Transform-and-Accumulate

6k Views Asked by At

Have anybody written a C++ STL-compliant algorithm that combines std::transform and std::accumulate into a single pass algorithm supporting both the unary, binary and perhaps even (n-ary!) variant, say std::transformed_accumulate? I want this because I have found this pattern highly reusable in for example linear algebra for example in (l1-)norm calculations. The l1-norm calculates the sum of the absolute values of the elements.

5

There are 5 best solutions below

2
On

Uhm... My bet is that you can do that by embedding your transformation into the binary predicate, tranform the element and accumulate after the transformation.

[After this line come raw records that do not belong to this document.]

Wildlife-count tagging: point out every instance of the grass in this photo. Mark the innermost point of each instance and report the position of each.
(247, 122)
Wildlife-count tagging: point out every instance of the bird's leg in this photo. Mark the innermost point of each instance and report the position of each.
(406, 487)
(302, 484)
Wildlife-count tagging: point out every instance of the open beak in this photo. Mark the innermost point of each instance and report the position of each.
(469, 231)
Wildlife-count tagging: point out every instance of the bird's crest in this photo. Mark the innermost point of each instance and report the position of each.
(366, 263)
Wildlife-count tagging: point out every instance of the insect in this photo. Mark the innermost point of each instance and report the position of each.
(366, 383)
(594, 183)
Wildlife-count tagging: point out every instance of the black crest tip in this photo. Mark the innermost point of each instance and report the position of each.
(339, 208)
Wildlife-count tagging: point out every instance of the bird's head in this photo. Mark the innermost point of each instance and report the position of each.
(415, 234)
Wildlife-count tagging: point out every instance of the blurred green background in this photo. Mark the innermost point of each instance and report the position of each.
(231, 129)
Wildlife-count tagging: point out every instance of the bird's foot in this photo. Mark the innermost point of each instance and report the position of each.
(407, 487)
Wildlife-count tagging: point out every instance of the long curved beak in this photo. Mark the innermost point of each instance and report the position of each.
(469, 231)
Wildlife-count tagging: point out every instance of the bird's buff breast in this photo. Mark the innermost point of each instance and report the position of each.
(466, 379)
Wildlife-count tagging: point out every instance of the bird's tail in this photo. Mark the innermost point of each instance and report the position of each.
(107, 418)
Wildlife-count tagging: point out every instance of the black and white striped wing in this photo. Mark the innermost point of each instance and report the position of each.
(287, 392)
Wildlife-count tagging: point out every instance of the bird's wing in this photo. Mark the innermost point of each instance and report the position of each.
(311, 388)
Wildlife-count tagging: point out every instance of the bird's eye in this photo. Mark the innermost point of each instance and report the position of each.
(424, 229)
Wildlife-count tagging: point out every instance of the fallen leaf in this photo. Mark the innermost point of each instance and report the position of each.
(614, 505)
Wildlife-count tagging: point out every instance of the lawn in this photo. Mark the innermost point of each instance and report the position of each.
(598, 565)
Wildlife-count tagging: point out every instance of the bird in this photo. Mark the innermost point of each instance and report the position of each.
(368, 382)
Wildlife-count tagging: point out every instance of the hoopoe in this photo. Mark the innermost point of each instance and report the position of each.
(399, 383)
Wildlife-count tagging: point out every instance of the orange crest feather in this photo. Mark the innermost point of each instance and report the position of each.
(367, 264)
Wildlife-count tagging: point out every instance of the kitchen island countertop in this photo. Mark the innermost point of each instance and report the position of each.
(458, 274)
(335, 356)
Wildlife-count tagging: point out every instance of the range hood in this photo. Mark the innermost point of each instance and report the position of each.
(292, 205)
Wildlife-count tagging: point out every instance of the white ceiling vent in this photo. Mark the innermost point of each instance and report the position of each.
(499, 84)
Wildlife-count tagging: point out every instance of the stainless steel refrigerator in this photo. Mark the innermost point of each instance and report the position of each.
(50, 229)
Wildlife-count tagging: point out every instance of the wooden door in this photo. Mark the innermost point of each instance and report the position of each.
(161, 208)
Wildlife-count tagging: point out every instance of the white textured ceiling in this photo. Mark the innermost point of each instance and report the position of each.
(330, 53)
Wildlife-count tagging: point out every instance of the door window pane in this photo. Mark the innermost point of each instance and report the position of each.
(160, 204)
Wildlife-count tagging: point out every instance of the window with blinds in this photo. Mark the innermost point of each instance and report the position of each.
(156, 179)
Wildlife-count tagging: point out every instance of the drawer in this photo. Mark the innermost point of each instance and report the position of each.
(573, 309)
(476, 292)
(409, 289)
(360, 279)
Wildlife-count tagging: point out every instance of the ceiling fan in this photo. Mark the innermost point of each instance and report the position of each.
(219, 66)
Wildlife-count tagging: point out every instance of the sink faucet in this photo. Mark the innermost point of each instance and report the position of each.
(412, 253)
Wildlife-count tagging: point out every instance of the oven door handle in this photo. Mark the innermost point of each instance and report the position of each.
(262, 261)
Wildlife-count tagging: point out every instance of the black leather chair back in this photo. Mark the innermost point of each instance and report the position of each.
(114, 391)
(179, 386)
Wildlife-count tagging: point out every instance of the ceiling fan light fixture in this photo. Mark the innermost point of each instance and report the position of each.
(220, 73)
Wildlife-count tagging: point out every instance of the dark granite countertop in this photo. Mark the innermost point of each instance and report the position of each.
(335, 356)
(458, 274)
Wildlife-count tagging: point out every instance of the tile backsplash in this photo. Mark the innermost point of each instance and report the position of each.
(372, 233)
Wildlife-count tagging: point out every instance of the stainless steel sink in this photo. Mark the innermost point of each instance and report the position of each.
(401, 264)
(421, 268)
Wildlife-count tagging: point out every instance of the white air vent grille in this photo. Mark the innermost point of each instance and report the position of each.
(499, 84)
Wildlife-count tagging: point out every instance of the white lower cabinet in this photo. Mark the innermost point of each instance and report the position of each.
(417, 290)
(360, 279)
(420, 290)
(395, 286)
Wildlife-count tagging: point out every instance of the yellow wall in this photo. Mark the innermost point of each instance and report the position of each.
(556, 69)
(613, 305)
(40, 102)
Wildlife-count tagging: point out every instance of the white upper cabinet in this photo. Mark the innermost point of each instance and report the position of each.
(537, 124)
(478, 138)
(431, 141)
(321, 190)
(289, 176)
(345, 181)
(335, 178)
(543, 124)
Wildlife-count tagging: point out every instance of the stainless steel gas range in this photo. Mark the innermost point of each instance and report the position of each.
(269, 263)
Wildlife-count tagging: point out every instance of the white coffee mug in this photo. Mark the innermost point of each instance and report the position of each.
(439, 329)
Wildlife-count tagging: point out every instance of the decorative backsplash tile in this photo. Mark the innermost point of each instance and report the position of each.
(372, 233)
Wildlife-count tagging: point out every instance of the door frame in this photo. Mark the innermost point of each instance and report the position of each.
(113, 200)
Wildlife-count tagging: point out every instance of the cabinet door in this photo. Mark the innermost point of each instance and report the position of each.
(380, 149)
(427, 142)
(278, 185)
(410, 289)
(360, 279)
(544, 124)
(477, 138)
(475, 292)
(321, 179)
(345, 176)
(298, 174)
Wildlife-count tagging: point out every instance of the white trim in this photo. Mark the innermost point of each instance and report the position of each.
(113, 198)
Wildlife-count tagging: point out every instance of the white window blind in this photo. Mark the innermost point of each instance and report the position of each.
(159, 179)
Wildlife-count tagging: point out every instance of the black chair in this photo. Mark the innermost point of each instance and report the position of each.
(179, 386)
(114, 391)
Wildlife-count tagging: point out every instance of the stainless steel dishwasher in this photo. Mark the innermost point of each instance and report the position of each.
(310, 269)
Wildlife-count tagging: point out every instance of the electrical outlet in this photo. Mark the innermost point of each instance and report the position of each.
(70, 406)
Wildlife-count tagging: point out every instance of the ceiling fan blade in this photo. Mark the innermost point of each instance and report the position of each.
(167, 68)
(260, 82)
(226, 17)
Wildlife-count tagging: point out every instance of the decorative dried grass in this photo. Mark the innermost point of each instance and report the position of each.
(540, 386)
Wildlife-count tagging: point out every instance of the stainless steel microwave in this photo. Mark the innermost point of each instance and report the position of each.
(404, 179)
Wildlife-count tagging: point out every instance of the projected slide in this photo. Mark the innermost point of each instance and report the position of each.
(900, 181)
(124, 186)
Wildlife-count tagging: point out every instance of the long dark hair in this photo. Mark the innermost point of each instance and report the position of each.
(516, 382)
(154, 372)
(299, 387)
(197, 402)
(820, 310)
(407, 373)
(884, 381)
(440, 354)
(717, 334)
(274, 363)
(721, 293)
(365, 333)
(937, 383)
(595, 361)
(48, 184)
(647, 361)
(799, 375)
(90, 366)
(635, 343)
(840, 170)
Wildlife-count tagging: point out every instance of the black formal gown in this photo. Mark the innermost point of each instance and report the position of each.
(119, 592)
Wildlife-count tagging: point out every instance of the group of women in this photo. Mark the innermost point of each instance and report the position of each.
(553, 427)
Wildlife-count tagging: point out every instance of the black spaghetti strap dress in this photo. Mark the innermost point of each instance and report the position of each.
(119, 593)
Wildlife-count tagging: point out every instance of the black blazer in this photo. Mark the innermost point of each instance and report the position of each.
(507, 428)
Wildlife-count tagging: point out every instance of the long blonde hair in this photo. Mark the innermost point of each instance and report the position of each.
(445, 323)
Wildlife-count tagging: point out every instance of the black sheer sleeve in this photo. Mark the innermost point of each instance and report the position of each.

struct times2accumulator {
   int operator()( int oldvalue, int newvalue ) const {
      return oldvalue + 2*newvalue;
   }
};
int r = std::accumulate( v.begin(), v.end(), 2, times2accumulator() );

That functor would be equivalent to:

struct times2 {
   int operator()( int x ) {
      return 2*x;
   }
};
std::vector<int> tmp; tmp.reserve( v.size() );
std::transform( v.begin(), v.end(), std::back_inserter(tmp), times2 );
int r = std::accumulate( tmp.begin(), tmp.end(), 0 );

Of course this could be made generic, just pass the transformation functor to a generic base functor:

template <typename Transform>
struct transform_accumulator_t {
    Transform t;
    transform_accumulator_t( Transform t ) : t(t) {}
    int operator()( int oldvalue, int newvalue ) const {
        return oldvalue + t(newvalue);
    }
};
// syntactic sugar:
template <typename T>
transform_accumulator_t<T> transform_accumulator( T t ) {
    return transform_accumulator_t<T>(t);
}
int r = std::accumulate(v.begin(), v.end(), 0, transform_accumulator(times2));

And you could also generalize on the type in the container... or even create a more generic transform_accumulator that takes both an accumulator and a transformation functors and applies them in order. Actual implementation left as an exercise for the reader.

5
On

Although it may not exactly fit the original intent, std::inner_product is basically your binary version. You pass it an initial value, two ranges, and two functors, and it applies them as:

T acc = initial_value;
while (begin1 != end1) {
    acc = binary_op1(acc, binary_op2(begin1, begin2);
    ++begin1;
    ++begin2;
return acc;

So, for your L1 you'd do something on this general order:

norm = std::inner_product(input1.begin(), input1.end(), 
                          input2.begin(), input2.end(), 
                          std::plus<int>(), std::abs);

Only that doesn't quite work -- right now, it's trying to pass std::abs where you really need a binary function that combines the two inputs, but I'm not sure how the two inputs are really supposed to be combined.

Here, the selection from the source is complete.